In relative terms, 2016 has been a prolific year for Atobe. He followed up Butterfly Effect in July 2016 with the mini-LP World, appearing once again on DDS, but his latest release, Rebuild Mix 1.2.3., appears courtesy of young Amsterdam-based label Jadac Recordings. The story goes that label-head Daniël Jacques approached Atobe to remix a track from his Discovery Change (Part 4) EP. Atobe had different ideas, instead obliging Jacques with three brand new tracks on a CDR via post.

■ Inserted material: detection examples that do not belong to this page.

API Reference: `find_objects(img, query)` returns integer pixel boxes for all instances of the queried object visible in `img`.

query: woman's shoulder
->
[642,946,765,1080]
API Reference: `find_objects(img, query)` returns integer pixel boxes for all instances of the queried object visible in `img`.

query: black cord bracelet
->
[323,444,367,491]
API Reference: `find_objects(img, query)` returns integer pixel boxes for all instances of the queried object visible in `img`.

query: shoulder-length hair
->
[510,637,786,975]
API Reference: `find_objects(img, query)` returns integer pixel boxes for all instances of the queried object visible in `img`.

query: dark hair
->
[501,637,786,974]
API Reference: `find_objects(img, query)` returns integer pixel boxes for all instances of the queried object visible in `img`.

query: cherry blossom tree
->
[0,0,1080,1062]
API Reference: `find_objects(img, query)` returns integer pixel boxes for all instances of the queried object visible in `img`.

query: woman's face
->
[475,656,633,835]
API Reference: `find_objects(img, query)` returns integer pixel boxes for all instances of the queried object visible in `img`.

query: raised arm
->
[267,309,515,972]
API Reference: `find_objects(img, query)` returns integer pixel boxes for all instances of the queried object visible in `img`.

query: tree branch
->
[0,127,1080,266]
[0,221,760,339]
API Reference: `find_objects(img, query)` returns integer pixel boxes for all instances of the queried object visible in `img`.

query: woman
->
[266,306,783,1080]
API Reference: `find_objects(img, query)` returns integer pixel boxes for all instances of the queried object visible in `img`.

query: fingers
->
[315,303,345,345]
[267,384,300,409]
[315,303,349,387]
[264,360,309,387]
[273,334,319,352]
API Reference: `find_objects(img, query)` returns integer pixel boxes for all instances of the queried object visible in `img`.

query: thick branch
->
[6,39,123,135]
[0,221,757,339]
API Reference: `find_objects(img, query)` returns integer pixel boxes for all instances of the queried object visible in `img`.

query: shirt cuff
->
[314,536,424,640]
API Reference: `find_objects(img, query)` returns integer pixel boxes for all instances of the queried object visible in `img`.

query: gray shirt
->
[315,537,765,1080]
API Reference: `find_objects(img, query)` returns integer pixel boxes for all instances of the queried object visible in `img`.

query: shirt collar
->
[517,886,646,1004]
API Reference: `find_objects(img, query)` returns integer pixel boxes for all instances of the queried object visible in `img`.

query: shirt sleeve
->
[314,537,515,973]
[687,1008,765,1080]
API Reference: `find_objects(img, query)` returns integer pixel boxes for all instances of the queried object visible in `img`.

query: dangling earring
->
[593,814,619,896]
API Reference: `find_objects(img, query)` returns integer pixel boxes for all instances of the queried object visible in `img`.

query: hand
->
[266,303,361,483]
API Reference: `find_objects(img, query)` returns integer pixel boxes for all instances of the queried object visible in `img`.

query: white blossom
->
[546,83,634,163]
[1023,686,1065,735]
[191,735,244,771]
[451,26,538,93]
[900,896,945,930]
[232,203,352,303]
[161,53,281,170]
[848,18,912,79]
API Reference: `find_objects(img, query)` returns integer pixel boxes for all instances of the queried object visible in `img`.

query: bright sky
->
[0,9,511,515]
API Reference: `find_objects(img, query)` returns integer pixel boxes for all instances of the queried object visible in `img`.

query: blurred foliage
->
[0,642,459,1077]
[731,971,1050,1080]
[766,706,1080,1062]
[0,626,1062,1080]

Rebuild almost functions as a neat introduction to Atobe. Each of the three tracks highlights something different, and “Mix 1” is him at his most straightforward. What really sets him apart from other producers is how well he sculpts his sound, masterfully positioning the elements within. The beat couldn’t be simpler—flat clicks over a steady four-four thud, yet said clicks are so finely balanced on top of the dreamy house chords and lush bass swells that they become totally compelling.

On “Mix 2” we hear Atobe the sound artist. Notes from a piano slowly drift up through dense layers of reverb, like bubbles rising to the surface of a still lake, eventually reaching us like sound through the walls of an isolation tank. At two minutes long it’s the shortest of the lot, but it’s so pretty it’s as if it were made to be looped indefinitely through Tokyo’s sweltering summer nights.

“Mix 3” is a curveball from the genre-hopping Atobe. It slows the tempo down to hip-hop territory. A blown-out piano bangs out heavy chords over a crunched-up, crackle-heavy beat. It’s a welcome if not odd addition—one that suggests Atobe works in a world of his own, where what sounds good is simply what sounds good. Rebuild is great nonetheless, and very encouraging to see—if, as reported, the tracks were made brand new, than perhaps we can expect more in the not-so-distant future.

Shinichi Atobe – Rebuild Mix 1.2.3. is out now.